Disease contagion models coupled to crowd motion and mesh-free simulation

TL;DR

This paper develops a coupled kinetic and contagion model to simulate disease spread in pedestrian crowds, incorporating crowd motion, contact times, and complex environments, validated through mesh-free particle simulations.

Contribution

It introduces a novel coupled kinetic-contagion model with hydrodynamic approximations and mesh-free simulation methods for pedestrian disease spread.

Findings

Model captures influence of crowd dynamics on infection spread.

Simulations demonstrate effects of obstacles and flow directions.

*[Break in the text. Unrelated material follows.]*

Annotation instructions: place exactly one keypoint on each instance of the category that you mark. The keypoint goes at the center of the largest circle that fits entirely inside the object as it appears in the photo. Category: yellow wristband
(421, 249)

Hydrodynamic approximation enables efficient large-scale simulations.

Abstract

Modeling and simulation of disease spreading in pedestrian crowds has been recently become a topic of increasing relevance. In this paper, we consider the influence of the crowd motion in a complex dynamical environment on the course of infection of the pedestrians. To model the pedestrian dynamics we consider a kinetic equation for multi-group pedestrian flow based on a social force model coupled with an Eikonal equation. This model is coupled with a non-local SEIS contagion model for disease spread, where besides the description of local contacts also the influence of contact times has been modelled. Hydrodynamic approximations of the coupled system are derived. Finally, simulations of the hydrodynamic model are carried out using a mesh-free particle method. Different numerical test cases are investigated including uni- and bi-directional flow in a passage with and without obstacles.